- 14 players’ formative coaches formed guard of honour at Twickenham
- “He’s the guy who made me enjoy rugby” – Youngs on his first coach
“Very bubbly, incredibly enthusiastic, loved the game, loved having the ball in his hands and running about – that’s what we tried to encourage.”
That is Mike Bush reflecting on what England scrum half Ben Youngs was like when he first met the four year-old at Holt Rugby Club in Norfolk. And, refreshingly, the Leicester Tigers man remains the same effervescent, buoyant person as a professional athlete.
Bush was one of 14 England players’ formative coaches invited by QBE to provide a guard of honour on the Twickenham pitch ahead of the QBE International against Australia at the end of November.
Youngs, who started at No.9 in the 26-17 victory over the Wallabies, credits his mini and junior coach with providing an environment where kids could enjoy themselves – the most important factor for a youngster starting out in the game.
“I went down to Sunday rugby and he’s the guy who made me enjoy it,” said the 25 year-old. “That’s the only reason I carried on playing – because I loved it – and it’s good to give back to them because they were there every Sunday for the love of the game too. There are lots people out there doing that every Sunday.”

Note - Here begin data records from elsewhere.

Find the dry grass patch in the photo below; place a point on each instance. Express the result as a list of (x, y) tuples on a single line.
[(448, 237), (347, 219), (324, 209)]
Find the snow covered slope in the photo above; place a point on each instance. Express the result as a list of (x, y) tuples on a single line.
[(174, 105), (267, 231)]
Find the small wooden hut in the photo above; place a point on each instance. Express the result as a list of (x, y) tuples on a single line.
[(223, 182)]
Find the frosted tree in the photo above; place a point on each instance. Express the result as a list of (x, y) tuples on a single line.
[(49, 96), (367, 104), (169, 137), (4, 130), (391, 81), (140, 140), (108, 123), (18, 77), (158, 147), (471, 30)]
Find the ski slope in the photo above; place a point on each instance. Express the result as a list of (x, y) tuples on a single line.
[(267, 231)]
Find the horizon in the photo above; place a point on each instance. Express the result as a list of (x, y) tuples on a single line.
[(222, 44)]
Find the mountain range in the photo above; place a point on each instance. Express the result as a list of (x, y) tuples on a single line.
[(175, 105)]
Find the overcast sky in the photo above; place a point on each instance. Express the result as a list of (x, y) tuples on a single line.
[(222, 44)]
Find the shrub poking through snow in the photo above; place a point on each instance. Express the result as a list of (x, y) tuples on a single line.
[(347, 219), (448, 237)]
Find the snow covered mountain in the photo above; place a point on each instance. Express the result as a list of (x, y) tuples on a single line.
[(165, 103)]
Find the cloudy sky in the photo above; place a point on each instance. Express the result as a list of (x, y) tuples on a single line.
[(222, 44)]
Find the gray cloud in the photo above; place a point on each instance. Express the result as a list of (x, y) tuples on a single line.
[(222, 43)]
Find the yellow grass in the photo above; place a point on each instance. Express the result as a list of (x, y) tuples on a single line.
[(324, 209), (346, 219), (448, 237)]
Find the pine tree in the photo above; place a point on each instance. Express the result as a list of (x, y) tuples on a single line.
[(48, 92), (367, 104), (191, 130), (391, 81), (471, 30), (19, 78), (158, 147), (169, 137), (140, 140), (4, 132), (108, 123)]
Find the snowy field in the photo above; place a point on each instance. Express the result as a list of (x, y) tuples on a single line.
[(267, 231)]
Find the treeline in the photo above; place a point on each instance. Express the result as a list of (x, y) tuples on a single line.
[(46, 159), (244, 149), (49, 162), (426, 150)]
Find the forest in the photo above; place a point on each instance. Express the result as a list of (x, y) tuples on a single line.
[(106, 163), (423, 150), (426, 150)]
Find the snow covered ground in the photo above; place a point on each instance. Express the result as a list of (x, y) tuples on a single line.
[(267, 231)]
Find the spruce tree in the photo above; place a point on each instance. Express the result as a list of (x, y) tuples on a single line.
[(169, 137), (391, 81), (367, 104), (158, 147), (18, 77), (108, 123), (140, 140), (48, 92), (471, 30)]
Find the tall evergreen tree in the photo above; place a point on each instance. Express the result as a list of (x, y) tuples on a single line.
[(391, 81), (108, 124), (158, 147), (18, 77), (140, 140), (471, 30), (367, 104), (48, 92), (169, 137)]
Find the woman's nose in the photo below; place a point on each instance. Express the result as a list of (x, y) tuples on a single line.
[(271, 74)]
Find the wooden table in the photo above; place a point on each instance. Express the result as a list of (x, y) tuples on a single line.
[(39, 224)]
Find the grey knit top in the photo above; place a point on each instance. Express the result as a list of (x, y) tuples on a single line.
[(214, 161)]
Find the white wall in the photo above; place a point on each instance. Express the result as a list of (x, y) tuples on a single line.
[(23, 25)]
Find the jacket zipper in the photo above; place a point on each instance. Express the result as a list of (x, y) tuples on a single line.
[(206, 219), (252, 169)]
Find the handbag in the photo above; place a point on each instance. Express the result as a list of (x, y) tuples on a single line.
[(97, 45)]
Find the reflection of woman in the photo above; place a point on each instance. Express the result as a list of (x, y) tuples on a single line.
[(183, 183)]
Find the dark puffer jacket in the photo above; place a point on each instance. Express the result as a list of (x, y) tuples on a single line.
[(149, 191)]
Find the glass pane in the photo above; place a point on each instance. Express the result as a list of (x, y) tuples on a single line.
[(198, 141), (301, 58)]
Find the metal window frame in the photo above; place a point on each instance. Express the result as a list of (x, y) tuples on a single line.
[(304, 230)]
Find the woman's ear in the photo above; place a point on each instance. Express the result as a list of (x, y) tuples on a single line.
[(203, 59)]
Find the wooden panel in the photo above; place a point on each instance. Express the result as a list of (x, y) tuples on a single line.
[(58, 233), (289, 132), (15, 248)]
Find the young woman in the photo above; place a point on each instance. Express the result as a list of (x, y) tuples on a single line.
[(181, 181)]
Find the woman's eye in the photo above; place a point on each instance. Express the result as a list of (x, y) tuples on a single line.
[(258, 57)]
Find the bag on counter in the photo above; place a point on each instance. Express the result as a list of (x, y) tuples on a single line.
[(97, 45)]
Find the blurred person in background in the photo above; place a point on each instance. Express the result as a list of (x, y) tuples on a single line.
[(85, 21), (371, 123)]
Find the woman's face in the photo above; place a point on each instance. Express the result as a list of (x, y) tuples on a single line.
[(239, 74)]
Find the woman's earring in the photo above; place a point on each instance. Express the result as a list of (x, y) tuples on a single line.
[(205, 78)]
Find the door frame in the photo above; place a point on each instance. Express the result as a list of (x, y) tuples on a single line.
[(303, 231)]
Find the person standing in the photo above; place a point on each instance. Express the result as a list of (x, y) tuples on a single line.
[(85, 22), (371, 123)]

The grassroots coaches were present at Twickenham to highlight the work of the QBE Coaching Club, which will recruit and retain 2,015 new level two coaches by 2015. They were identified by the players as individuals who had an enduring impact in their early years.
Passionate flanker Tom Wood selected Marc Thomas from Coundon Court School in Coventry, a man who imparted a huge amount of the mental fortitude we see from the Northampton man each time he pulls on an England shirt.

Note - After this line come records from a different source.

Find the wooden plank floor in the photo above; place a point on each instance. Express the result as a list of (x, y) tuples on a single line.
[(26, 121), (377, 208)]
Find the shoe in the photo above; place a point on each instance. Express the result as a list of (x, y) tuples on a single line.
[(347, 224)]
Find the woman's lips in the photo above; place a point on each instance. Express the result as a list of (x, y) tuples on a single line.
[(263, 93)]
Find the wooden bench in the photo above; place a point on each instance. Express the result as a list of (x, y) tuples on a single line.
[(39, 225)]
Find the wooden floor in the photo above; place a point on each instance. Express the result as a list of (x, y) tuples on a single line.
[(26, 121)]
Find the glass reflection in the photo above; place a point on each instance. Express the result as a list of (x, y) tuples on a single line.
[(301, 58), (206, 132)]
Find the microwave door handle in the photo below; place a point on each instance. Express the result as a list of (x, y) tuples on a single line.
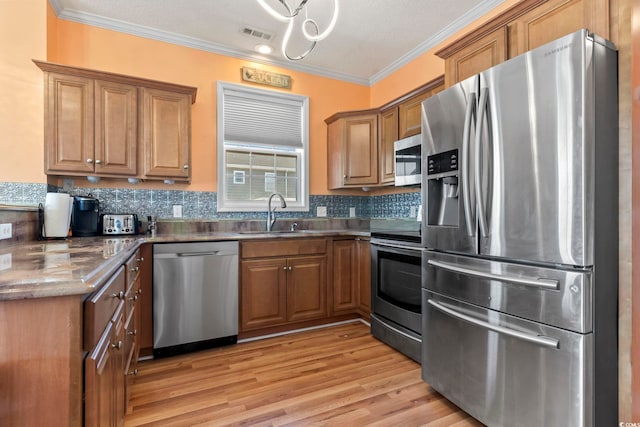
[(466, 136), (482, 108), (535, 339)]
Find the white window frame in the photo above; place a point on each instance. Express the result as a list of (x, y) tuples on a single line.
[(302, 202)]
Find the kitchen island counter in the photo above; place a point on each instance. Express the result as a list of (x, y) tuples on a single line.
[(80, 265)]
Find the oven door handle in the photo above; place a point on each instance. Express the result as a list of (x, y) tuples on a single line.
[(537, 283), (396, 246), (535, 339)]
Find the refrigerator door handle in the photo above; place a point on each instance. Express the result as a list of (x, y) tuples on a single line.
[(466, 136), (535, 339), (547, 284), (482, 108)]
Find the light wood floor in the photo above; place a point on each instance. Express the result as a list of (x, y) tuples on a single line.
[(330, 377)]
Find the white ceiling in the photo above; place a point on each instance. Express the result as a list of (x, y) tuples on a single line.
[(371, 40)]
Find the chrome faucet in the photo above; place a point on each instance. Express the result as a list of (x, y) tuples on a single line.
[(271, 212)]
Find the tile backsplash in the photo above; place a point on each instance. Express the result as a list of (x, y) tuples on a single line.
[(203, 204)]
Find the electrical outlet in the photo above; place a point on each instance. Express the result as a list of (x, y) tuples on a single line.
[(5, 231), (5, 261)]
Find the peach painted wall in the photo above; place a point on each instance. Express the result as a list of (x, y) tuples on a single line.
[(424, 68), (90, 47), (22, 37)]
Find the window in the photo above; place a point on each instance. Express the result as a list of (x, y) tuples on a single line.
[(263, 139)]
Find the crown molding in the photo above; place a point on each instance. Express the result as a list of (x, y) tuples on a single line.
[(470, 16), (195, 43)]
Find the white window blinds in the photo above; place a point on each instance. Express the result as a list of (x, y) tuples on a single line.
[(252, 118)]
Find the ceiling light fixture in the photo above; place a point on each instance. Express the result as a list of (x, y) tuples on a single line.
[(314, 37), (264, 49)]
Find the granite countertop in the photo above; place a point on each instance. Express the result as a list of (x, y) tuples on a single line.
[(80, 265)]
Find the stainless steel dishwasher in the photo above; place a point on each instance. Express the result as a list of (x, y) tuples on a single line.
[(195, 296)]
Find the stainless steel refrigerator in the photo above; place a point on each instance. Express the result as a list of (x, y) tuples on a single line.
[(520, 278)]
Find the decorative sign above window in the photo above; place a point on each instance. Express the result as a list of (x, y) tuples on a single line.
[(266, 78)]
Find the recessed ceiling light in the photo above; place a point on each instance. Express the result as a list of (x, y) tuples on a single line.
[(264, 49)]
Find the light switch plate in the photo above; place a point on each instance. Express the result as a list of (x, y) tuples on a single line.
[(5, 231), (5, 261)]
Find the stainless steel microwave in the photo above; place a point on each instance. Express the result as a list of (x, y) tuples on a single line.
[(407, 155)]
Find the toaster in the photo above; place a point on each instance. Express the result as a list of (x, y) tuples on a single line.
[(117, 224)]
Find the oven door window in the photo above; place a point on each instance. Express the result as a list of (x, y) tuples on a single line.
[(399, 280)]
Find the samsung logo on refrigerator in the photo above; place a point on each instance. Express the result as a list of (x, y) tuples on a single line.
[(557, 50)]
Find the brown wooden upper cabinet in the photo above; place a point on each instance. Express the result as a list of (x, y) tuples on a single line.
[(112, 125), (352, 149), (360, 143), (166, 130), (525, 26)]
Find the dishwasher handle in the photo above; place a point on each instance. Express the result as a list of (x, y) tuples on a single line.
[(190, 254)]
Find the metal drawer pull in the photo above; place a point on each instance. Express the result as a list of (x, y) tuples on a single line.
[(119, 295), (538, 283), (536, 339)]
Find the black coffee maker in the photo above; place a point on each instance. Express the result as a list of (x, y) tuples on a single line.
[(84, 216)]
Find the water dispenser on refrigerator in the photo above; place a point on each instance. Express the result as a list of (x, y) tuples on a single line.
[(442, 189)]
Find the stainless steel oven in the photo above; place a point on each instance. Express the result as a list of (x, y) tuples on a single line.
[(396, 282)]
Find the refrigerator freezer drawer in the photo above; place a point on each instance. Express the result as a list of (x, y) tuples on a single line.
[(551, 296), (503, 370)]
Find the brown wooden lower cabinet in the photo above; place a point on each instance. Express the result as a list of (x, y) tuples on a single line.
[(104, 366), (364, 276), (279, 290), (345, 276)]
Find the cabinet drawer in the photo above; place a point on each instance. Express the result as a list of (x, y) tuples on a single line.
[(133, 267), (280, 247), (100, 307)]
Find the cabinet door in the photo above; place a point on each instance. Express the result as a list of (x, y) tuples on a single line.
[(484, 53), (364, 276), (69, 116), (116, 128), (263, 293), (345, 276), (554, 19), (306, 288), (388, 135), (166, 134), (410, 115), (361, 148)]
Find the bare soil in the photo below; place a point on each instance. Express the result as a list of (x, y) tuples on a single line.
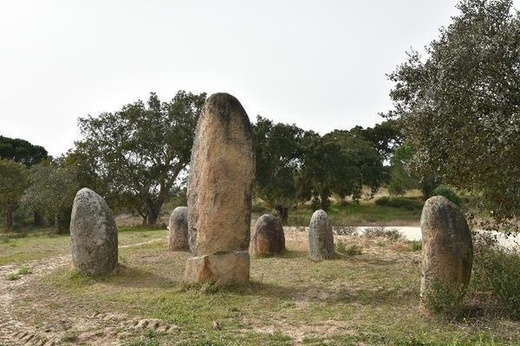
[(21, 323)]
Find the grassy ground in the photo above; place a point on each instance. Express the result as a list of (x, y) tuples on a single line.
[(367, 298)]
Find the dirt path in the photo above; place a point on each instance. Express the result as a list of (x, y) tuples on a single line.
[(96, 329)]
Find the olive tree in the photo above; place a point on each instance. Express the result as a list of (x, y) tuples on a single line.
[(140, 151), (460, 105)]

“He [Thomas] wore his heart on his sleeve as a player and he did as a coach as well,” said Wood from the Twickenham tunnel. “Rugby can be an emotional game at times and if you harness it and use it in the right way it is a real strength, but if it gets on top of you in can be your undoing as well. That’s always something I have focussed on and I think it’s stood me pretty well so far.
“He taught me a lot about the emotional side so it’s something I’ve definitely picked up off him. I’ve always been a massive advocate of giving as much back as possible and recognising the hard work that other people have put into my career and my journey. It’s great to be able to repay, in a small way, all the efforts they have put in.”
And expressive character Thomas admitted it would be a struggle to keep his emotions under control as Wood and the England players filed past him to take the field for an important Test match.
Thomas said: “Every time I watch him play it’s one of those lump in the throat moments, and being pitchside is going to be a real moment. I’ll probably take with me to the grave.
“He never missed a session for me and because of that he was a big role model in the school. Lots of the kids looked up to him anyway, with the fact that he hated losing another good reason. He wanted to be the best, he wanted to drag people along with him and that meant the sides that he was in all turned up and got stuck in with him.”
There was also a moving moment for England full back Mike Brown. His father Mick, who took up coaching at Salisbury RFC to spend time more time with his son, suffers from multiple sclerosis and spends much of his time in a wheelchair, but stood to take his place along the other coaches as Mike took the field.
Brown added: “I’d definitely put him up there as one of the best coaches I’ve had. It was great and I tried not to get too emotional when I looked over and saw him standing there.”